In the case of people making assumptions about where I stand, why should I care ? It's on them. And if I require to take a stance on something, why don't I simply state what I think and feel ? Why posturing at all ?
The ends and the means are two different causes. If you do things because of the means, it is the same as saying you do things because you can. It's not pathetic, just immoral or pointless at best. You need at least a goal to do things, and it says so in the article you posted. That goal is a principle. Your experience is one of complete entitlement. I have a car, I drive it if I feel like it.
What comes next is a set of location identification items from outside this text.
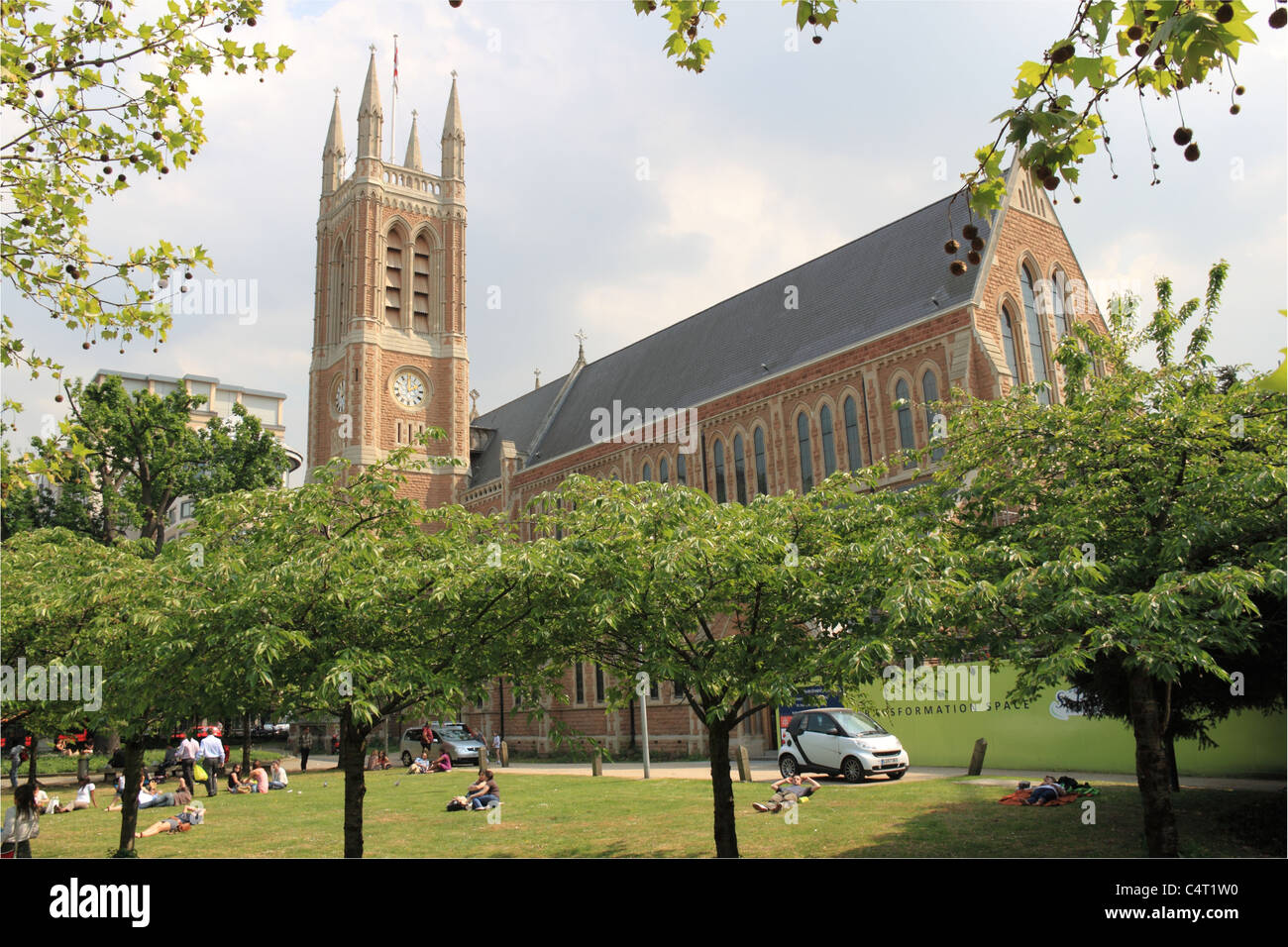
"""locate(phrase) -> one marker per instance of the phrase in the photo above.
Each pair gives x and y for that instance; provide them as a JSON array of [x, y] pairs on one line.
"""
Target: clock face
[[408, 389]]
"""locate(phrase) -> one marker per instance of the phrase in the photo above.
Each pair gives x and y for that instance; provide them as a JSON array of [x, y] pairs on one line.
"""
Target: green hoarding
[[940, 724]]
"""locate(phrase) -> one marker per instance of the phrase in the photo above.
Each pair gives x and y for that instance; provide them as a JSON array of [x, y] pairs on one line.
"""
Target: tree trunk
[[352, 750], [246, 742], [130, 797], [721, 791], [1170, 745], [1151, 771]]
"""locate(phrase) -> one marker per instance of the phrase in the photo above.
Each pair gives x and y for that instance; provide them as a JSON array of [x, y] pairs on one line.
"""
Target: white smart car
[[840, 742]]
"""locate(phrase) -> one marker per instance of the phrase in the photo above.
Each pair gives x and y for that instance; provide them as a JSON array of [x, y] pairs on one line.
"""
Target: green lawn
[[555, 815]]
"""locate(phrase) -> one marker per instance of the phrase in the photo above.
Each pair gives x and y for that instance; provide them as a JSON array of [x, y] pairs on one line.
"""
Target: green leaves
[[53, 166]]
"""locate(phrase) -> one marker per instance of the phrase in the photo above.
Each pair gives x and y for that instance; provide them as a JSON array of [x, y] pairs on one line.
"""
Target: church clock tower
[[389, 357]]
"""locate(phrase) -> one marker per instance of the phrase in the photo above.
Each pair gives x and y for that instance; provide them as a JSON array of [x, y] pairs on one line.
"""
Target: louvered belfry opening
[[393, 278]]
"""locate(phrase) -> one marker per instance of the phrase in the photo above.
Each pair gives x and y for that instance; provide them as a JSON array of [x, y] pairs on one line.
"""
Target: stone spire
[[333, 153], [454, 137], [372, 116], [412, 158]]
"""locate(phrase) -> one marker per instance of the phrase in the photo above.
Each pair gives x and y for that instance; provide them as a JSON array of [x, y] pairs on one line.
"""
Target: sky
[[778, 153]]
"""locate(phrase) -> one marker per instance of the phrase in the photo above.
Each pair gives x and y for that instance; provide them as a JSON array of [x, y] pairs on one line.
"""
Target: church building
[[828, 367]]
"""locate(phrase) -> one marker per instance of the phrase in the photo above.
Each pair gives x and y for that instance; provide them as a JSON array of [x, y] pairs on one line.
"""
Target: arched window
[[1009, 343], [1037, 348], [824, 423], [739, 470], [721, 491], [1057, 285], [851, 433], [336, 302], [393, 278], [905, 415], [759, 442], [804, 446], [930, 393], [421, 286]]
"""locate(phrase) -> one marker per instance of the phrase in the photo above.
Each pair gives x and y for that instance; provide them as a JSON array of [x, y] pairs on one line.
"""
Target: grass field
[[555, 815]]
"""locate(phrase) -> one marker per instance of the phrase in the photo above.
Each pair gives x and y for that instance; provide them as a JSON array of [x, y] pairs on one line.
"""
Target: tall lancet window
[[420, 289], [335, 295], [393, 278]]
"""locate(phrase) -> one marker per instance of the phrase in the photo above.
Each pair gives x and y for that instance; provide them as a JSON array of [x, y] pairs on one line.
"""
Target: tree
[[1164, 47], [735, 604], [352, 600], [1137, 523], [101, 102], [133, 457], [77, 604]]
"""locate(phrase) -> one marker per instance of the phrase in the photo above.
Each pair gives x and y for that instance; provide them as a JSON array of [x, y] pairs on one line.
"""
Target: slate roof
[[876, 283]]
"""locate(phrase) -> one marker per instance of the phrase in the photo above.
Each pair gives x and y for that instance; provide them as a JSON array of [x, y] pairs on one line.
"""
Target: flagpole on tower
[[393, 114]]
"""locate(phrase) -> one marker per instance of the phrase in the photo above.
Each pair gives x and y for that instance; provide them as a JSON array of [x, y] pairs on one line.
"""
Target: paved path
[[767, 771]]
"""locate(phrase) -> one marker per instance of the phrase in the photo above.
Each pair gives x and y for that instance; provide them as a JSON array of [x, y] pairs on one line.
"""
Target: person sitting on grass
[[149, 797], [1048, 791], [84, 796], [786, 791], [259, 779], [484, 793], [185, 819], [235, 781], [278, 776]]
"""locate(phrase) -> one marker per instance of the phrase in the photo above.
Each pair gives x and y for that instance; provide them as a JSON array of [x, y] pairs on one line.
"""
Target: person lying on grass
[[1048, 791], [185, 819], [790, 789]]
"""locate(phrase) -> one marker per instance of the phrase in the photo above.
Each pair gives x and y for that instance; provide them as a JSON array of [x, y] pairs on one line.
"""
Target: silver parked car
[[454, 738], [840, 742]]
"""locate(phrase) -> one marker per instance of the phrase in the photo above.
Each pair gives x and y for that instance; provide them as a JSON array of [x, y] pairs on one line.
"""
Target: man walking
[[213, 759], [188, 751], [305, 745]]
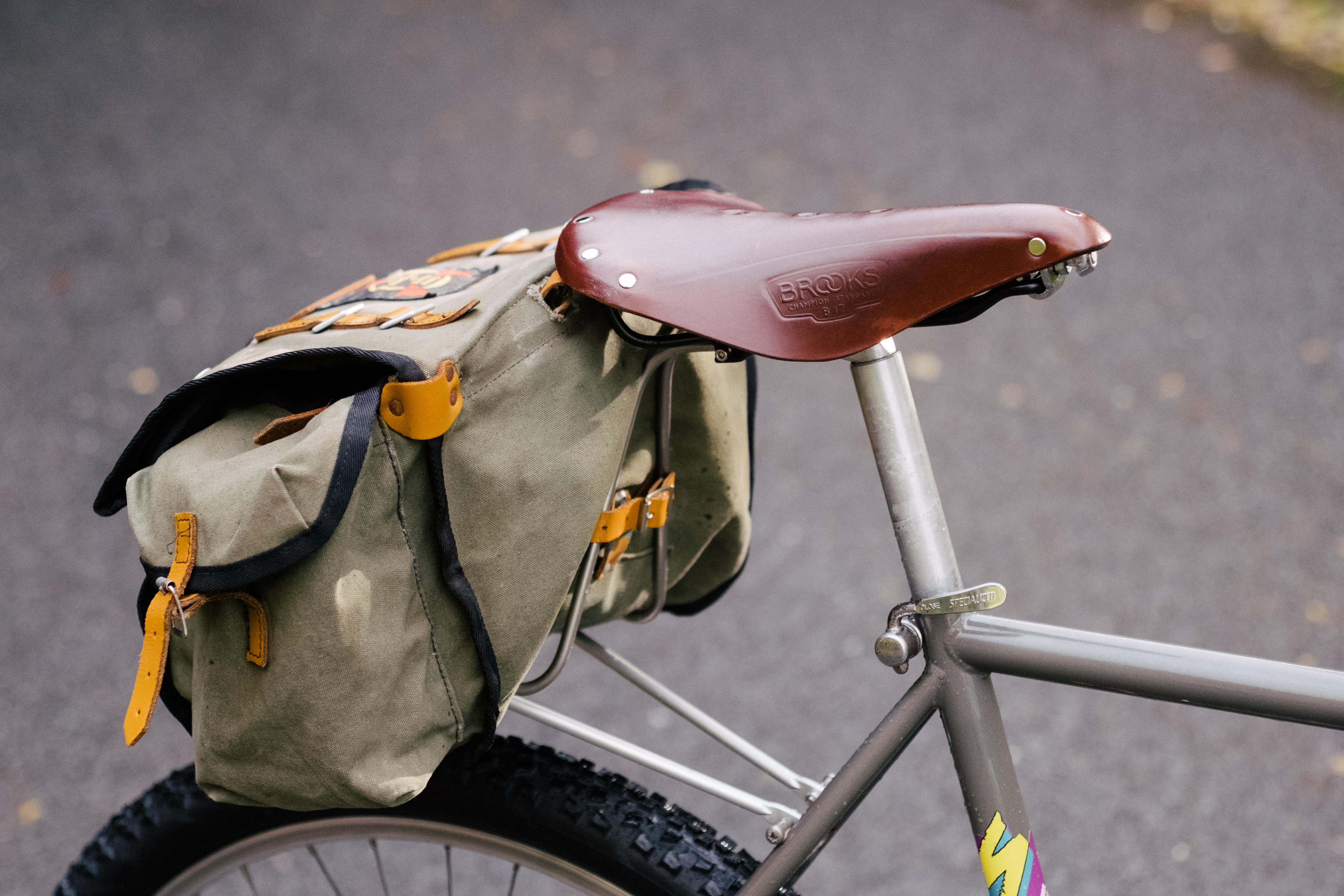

I have a nuke, so I will use it, because I thought about it, and I feel like it, therefore it is right.
The attitude that requires you to keep your feelings in check with your thoughts, making sure you are not giving in blindly to your emotions, and keep your thoughts in check with your feelings, making sure you are not coldly strategizing, is the opposite of an attitude of entitlement, it's a deliberative process which requires humility.
The problem is you're conflating people who make valid points about ethics with compassion in mind and people who are just vociferating about ethics (naively thinking that vociferations will have people forget about their shortcomings).
A normal human being would start with a principle, like saving lives, and in the case of the trolley experiment, it is about a choice between the principle, or the guilt of killing someone, so two principles fighting each others. According the them, those with cognitive empathy tends to try and save the majority, if it is certain death. That is all the experiment demonstrates, not that people think and have emotions, or that those are always right.
But the experiment doesn't indicate whether the person who is pulling the lever is an ethical person. It's not just about pulling the right lever, how you treat people matters as well. People are not abstractions.
perejil wrote:I'd be curious to know which of those motives would get poster's thumbs up of approval (because they accomplish/gain something important) and which would be deemed weak/pathetic?
People often conduct themselves along the lines of more than one motive. As long as their is a valid point in a motives cocktail, it's fine by me. Besides,dissecting motives with someone you trust can be a lot of fun. The utterly gratuitous kind of motives I want to skip/ignore.